As these discussions gear up, government employees who work in information management will be facing a major challenge: coming to grips with the way digital information is fundamentally changing recordkeeping. Digital information calls into question some well established recordkeeping roles and in no place is this more evident than in determining what information to keep and what information to delete. In a paper-based world ‘keep or delete’ procedures enabled us to weed out older records so that we could manage the limits on physicial storage space and more easily find valuable records. Digital records do not take up physical space and with dramatically improved searchability of digital information ie search engines, the real question is why don’t we just keep all of our digital information?
Here are 5 reasons to keep everything:
1) Costs of storing digital information continue to plummet. A gigabyte, (200,000 pages of txt) of digital storage costed $12,000 in 1989 and costs $.64 in 2010.
2) Web2.0 and other new tools are compounding the complexity of determining what to delete. These web20 tools do not behave like traditional records ie Wikis are continuously evolving, organic and integrated.
3) Knowledge management is broadening the scope of what information is considered valuable. In the past, final versions and major drafts of important documents were considered valuable records. Knowledge Management has broadened the notion of what is valuable to include discussions, decision and evolutions in thought that go into the creation of these ‘official’ records.

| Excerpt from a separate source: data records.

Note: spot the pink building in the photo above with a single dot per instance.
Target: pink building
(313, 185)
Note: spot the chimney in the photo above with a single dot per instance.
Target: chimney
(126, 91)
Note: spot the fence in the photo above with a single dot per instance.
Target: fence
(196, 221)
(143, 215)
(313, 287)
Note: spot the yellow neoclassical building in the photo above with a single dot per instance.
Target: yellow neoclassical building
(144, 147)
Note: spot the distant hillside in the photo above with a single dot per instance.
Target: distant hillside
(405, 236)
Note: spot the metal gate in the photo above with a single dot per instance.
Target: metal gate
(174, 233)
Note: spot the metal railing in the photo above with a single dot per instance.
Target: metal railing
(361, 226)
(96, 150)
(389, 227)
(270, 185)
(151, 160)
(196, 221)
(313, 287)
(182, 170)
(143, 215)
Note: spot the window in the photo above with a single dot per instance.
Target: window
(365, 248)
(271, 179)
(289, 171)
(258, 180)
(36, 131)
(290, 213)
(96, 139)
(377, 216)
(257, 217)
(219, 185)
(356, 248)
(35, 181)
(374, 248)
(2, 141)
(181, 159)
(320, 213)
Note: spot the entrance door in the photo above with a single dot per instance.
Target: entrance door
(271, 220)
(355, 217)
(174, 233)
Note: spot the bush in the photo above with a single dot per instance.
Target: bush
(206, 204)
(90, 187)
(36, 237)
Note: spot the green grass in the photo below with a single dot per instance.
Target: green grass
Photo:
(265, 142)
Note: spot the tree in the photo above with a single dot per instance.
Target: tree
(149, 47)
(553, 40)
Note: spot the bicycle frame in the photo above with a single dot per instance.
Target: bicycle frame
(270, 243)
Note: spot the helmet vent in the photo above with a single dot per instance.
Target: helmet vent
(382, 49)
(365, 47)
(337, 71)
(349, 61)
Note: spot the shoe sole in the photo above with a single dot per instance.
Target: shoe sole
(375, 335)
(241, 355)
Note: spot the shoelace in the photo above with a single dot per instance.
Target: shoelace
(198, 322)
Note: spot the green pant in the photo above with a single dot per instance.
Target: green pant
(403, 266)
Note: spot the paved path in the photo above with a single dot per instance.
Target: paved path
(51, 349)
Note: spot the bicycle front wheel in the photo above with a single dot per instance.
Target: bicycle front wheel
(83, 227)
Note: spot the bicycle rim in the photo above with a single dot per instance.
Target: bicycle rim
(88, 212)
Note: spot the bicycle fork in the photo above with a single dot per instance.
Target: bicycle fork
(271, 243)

4) Search engine and other technologies are enabling the management of much larger collections of unstructured (unorganized) information, to filter out the noise to get at the real information. Eg. Google creates order to Internet Chaos. Eg. Version control allows for the designation of major drafts and final documents without having to delete.
5) Unpredictability of the future value of information and knowledge. It is harder to assess what will be of future business or archival value so it is safer just to keep the information rather than discarding it. Eg Climate change scientists are finding valuable data in ships logs from the 17th and 18th century, recently published by the British admiralty.
Seriously considering the idea of keeping everything does not mean that information should not be managed. It is still fundamentally important to have processes in place to identify major and final documents and to put rules around how new tools like wikis need to be managed in way that makes this information reliable and findable.
It is likely to be too administratively costly and even risky to continue to go through the age old processes of disposition (deleting) in a digital environment. At any rate, Information Management professionals need to examine fundamentally what this all means in a digital world.